Data that plays nice with others

Photo by  justgrimes .

Photo by justgrimes.

The Ontario Trillium Foundation is a fairly unique organization: it’s both a provincial government agency and one of Canada’s largest grantmakers. It’s also unique in terms of its approach to open data.

The OTF started publishing grant data in August 2015, in an open and machine-readable format. The foundation has taken on a leadership role in this area — including becoming the first foundation in Canada to introduce a completely paperless granting system — and we’re proud to be helping them develop an open data plan.

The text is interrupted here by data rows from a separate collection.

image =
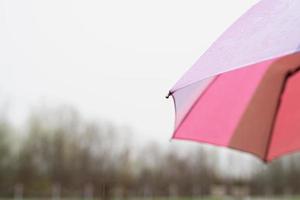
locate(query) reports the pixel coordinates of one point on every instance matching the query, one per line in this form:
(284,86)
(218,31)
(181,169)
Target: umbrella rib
(287,76)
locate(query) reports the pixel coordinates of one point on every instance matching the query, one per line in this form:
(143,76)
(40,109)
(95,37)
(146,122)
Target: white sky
(112,60)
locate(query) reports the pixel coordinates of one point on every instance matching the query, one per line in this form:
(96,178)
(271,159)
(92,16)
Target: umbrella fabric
(244,91)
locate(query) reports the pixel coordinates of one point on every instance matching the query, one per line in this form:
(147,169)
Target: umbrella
(244,91)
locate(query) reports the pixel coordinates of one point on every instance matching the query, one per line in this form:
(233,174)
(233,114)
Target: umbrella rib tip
(169,94)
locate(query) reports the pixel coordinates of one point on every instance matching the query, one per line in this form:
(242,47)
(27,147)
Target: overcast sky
(112,60)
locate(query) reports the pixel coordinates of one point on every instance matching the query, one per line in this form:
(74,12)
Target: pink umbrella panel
(244,92)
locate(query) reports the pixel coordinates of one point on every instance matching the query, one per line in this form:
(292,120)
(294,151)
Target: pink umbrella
(244,91)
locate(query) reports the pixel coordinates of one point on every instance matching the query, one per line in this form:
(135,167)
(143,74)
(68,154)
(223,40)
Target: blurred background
(82,107)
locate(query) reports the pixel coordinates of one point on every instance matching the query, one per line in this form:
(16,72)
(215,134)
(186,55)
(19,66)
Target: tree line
(58,153)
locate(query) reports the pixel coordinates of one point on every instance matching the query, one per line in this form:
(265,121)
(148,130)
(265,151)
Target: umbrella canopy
(244,91)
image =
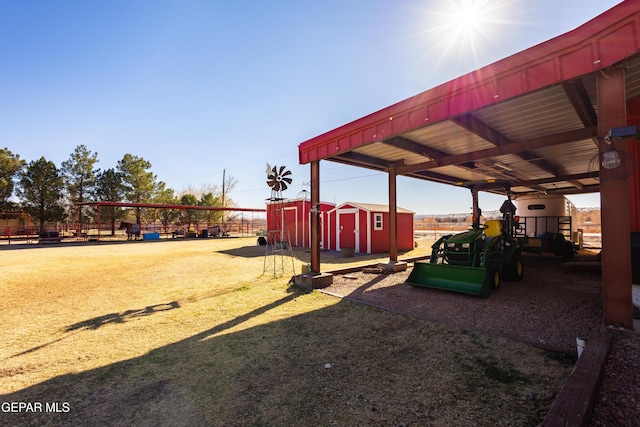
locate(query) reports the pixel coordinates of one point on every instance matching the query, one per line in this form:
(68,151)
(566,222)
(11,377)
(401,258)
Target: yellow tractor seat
(494,228)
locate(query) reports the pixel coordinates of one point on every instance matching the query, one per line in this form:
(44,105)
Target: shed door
(347,230)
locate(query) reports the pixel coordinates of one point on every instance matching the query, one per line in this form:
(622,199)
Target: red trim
(604,41)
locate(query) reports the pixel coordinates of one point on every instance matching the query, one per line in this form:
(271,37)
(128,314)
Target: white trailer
(546,224)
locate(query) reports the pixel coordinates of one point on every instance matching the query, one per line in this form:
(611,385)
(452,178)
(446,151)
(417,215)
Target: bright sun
(461,29)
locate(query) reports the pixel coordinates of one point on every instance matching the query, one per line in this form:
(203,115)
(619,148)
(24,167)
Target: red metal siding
(406,240)
(298,220)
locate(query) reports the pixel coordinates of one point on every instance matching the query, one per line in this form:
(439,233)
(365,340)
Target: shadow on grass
(345,364)
(304,254)
(99,321)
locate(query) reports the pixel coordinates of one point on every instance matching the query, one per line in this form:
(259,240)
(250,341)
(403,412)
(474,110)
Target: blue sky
(198,87)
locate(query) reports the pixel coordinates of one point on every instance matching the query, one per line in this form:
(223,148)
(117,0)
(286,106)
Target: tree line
(51,194)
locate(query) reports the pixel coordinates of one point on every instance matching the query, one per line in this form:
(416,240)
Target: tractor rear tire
(495,279)
(515,271)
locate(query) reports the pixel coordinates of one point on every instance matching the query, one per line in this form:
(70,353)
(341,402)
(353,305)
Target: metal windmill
(278,239)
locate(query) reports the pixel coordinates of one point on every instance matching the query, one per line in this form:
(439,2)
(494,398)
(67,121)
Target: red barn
(296,221)
(365,227)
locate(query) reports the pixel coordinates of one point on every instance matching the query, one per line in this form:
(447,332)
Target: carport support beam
(315,216)
(614,203)
(393,216)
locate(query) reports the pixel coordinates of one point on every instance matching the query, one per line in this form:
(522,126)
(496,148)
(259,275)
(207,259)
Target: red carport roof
(530,118)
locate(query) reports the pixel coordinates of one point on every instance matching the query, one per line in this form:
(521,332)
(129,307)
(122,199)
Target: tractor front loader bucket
(469,280)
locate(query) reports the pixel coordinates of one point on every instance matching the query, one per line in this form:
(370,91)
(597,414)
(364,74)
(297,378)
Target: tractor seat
(494,228)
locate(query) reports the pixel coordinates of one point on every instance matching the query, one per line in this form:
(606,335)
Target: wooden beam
(393,217)
(580,101)
(315,216)
(614,203)
(511,148)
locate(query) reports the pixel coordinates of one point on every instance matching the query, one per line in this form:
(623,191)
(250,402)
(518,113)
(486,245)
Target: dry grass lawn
(190,332)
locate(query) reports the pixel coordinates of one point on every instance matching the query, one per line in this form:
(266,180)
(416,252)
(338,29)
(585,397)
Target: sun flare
(459,32)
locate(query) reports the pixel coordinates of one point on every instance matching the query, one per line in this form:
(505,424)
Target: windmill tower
(278,239)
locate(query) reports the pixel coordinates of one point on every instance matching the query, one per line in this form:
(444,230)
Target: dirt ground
(550,307)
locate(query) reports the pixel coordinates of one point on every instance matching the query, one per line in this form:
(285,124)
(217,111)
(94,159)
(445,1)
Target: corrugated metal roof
(530,118)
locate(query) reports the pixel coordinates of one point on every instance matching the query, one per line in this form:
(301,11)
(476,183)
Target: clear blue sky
(197,87)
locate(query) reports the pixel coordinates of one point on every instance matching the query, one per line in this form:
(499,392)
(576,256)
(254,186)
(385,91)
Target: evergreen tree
(40,189)
(10,166)
(110,188)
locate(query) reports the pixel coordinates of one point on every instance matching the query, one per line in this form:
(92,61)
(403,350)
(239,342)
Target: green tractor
(476,260)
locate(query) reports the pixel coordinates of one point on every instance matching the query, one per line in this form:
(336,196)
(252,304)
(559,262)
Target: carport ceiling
(530,118)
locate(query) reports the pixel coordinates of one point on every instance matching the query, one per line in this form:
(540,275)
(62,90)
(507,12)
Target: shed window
(377,221)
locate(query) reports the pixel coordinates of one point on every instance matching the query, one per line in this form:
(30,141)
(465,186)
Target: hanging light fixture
(614,163)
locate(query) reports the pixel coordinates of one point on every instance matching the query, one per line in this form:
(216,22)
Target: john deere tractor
(476,260)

Last week the OTF released another batch of granting data. It includes grants made from the Youth Opportunities Fund, along with the latest additions to the 15 years of granting data previously released. There are more datasets to come, but we wanted to use this example to highlight some best practices the OTF is using, which are relevant for anyone publishing granting data: shared unique identifiers.

Why be unique?

Grant recipients in the OTF data are identified with either an incorporation or charitable registration number. These are “unique” identifiers because there’s no way for them to be overlap: two organizations can’t share the same number.

At the most basic level, this is a best practice because it eliminates ambiguity that comes from only providing an organization’s name. A grantmaker may know which CPSA they’ve supported, but to an outsider looking at the data, the CPSA could be the Canadian Professional Sales Association, the Canadian Political Science Association, the College of Physicians and Surgeons of Alberta, or perhaps even the Clay Pigeon Shooting Association. We probably want to distinguish between clay pigeons and salespeople — at least when it comes to data analysis.

Along with resolving these issues, using shared unique identifiers can unlock new value. An organization’s charitable or business number is a shared identifier that is already being used in a variety of contexts. Including it in a dataset makes it easier to augment it with other sources, such as the Canada Revenue Agency’s records, or data from other funders that decide to follow the OTF’s lead in the future.

Much like using data standards, providing shared unique identifiers is forward-thinking: when done correctly, it opens the door to all sorts of collaboration. And when done incorrectly — well, that’s a story for another blog post.